Actor based kafka consumer built on top of the high level kafka consumer.
Manages backpressure so the consumer doesn't overwhelm other parts of the system. The consumer allows asynchronous/concurrent processing of a configurable, bounded number of in-flight messages.
Commits offsets at a configurable interval, after a configurable number of messages are processed, and also programatically. It waits until all in flight messages are processed at commit time, so you know that everything that's committed has been processed.
Add the dependencies to your project. akka-kafka by default excludes kafka's logging dependencies, in favor of slf4j, but does so without forcing you to do the same, so you need to add a dependency that brings in log4j or slf4j's log4j.
If you dont want to use slf4j, you can substitute log4j.
/* build.sbt */
libraryDependencies += "com.sclasen" %% "akka-kafka" % "0.0.3" % "compile"
libraryDependencies += "com.typesafe.akka" %% "akka-slf4j" % "2.3.2" % "compile"
libraryDependencies += "org.slf4j" % "log4j-over-slf4j" % "1.6.6" % "compile"
To use this library you must provide it with an actorRef that will receive messages from kafka, and will reply to the sender
with StreamFSM.Processed
after a message has been successfully processed.
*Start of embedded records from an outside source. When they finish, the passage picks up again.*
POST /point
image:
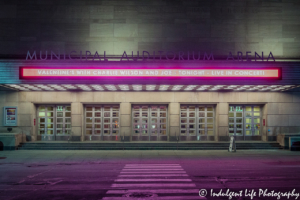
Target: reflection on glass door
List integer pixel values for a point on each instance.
(54, 122)
(102, 122)
(196, 121)
(244, 120)
(149, 122)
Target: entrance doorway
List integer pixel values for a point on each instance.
(54, 122)
(197, 122)
(149, 123)
(245, 122)
(102, 122)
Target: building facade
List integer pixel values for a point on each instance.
(78, 50)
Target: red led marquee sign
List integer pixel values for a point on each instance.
(37, 72)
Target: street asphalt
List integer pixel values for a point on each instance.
(166, 174)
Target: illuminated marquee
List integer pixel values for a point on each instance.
(101, 73)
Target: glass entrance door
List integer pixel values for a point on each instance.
(102, 122)
(54, 122)
(149, 123)
(244, 121)
(197, 122)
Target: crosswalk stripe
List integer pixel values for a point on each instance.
(158, 191)
(153, 180)
(153, 164)
(142, 185)
(140, 178)
(148, 172)
(157, 198)
(152, 169)
(148, 167)
(151, 175)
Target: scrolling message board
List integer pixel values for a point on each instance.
(86, 73)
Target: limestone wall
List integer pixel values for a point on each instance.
(281, 111)
(114, 26)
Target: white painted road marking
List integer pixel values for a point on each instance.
(147, 185)
(153, 180)
(137, 178)
(152, 175)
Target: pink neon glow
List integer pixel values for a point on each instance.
(99, 72)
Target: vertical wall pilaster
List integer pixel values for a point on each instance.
(174, 121)
(222, 121)
(125, 119)
(77, 119)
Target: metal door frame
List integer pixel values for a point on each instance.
(55, 136)
(111, 128)
(149, 136)
(198, 136)
(244, 117)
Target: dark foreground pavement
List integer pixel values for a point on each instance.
(113, 175)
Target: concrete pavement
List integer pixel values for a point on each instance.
(145, 174)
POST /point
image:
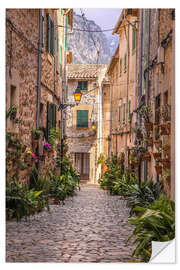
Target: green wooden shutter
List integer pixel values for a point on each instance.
(57, 52)
(119, 114)
(85, 85)
(48, 32)
(82, 118)
(134, 36)
(48, 120)
(124, 112)
(129, 109)
(54, 116)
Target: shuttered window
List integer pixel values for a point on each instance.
(66, 34)
(125, 61)
(51, 118)
(83, 85)
(124, 113)
(134, 36)
(50, 35)
(60, 60)
(129, 109)
(82, 118)
(57, 52)
(120, 66)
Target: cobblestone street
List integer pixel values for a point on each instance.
(91, 227)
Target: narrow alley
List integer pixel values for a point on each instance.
(91, 227)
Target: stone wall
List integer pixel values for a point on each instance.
(22, 35)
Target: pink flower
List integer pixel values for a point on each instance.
(34, 156)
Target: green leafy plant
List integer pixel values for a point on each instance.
(11, 113)
(54, 135)
(146, 113)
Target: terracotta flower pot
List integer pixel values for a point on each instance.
(156, 155)
(148, 126)
(147, 156)
(158, 169)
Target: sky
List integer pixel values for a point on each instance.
(106, 18)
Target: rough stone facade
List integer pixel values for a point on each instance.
(122, 72)
(22, 40)
(84, 141)
(156, 90)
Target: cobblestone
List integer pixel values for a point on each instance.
(91, 227)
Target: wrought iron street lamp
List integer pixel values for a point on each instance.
(77, 95)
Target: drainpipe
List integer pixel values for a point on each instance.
(140, 74)
(39, 69)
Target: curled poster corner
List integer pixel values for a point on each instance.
(163, 252)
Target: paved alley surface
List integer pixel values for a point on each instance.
(91, 227)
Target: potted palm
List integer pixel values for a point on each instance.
(158, 168)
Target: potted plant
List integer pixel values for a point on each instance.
(138, 132)
(166, 176)
(36, 133)
(23, 166)
(166, 113)
(157, 144)
(165, 162)
(157, 155)
(28, 157)
(147, 156)
(158, 168)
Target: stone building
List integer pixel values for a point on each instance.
(35, 80)
(123, 75)
(157, 86)
(86, 144)
(142, 74)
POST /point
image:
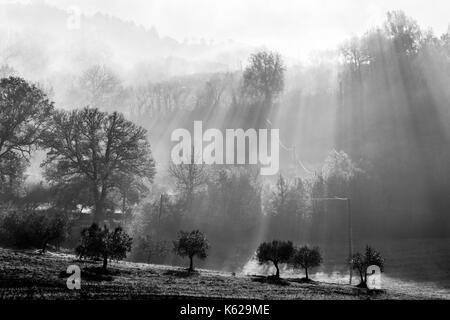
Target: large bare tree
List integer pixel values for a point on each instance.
(98, 146)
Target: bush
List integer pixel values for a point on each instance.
(97, 243)
(276, 252)
(36, 229)
(307, 258)
(361, 262)
(190, 245)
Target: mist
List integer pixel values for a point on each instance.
(363, 114)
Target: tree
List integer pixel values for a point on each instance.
(276, 252)
(191, 244)
(131, 190)
(307, 258)
(101, 88)
(264, 80)
(24, 111)
(404, 31)
(99, 147)
(361, 262)
(102, 243)
(189, 178)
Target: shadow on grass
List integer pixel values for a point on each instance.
(94, 274)
(183, 273)
(270, 280)
(303, 281)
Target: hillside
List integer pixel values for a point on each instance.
(28, 275)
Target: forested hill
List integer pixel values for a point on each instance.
(54, 42)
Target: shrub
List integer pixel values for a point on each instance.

If you do not reply in this way to every single message received, the connector will not be able
to drain all in-flight messages at commit time, and will hang.
Here is an example of such an actor that just prints the messages.
class Printer extends Actor{
def receive = {
case x:Any =>
println(x)
sender ! StreamFSM.Processed
}
}
The consumer is configured with an instance of AkkaConsumerProps
, which looks like this.
case class AkkaConsumerProps[Key,Msg](system:ActorSystem,
zkConnect:String,
topic:String,
group:String,
streams:Int,
keyDecoder:Decoder[Key],
msgDecoder:Decoder[Msg],
receiver: ActorRef,
maxInFlightPerStream:Int = 64,
commitInterval:FiniteDuration = 10 seconds,
commitAfterMsgCount:Int = 10000,
startTimeout:Timeout = Timeout(5 seconds),
commitTimeout:Timeout = Timeout(5 seconds)
)
So a full example of getting a consumer up and running looks like this.
import akka.actor.{Props, ActorSystem, Actor}
import com.sclasen.akka.kafka.{AkkaConsumer, AkkaConsumerProps, StreamFSM}
import kafka.serializer.DefaultDecoder
object Example {
class Printer extends Actor{
def receive = {
case x:Any =>
println(x)
sender ! StreamFSM.Processed
}
}
val system = ActorSystem("test")
val printer = system.actorOf(Props[Printer])
/*
the consumer will have 4 streams and max 64 messages per stream in flight, for a total of 256
concurrently processed messages.
*/
val consumerProps = AkkaConsumerProps(
system = system,
zkConnect = "localhost:2181",
topic = "your-kafka-topic",
group = "your-consumer-group",
streams = 4, //one per partition
keyDecoder = new DefaultDecoder(),
msgDecoder = new DefaultDecoder(),
receiver = printer,
maxInFlightPerStream = 64
)
val consumer = new AkkaConsumer(consumerProps)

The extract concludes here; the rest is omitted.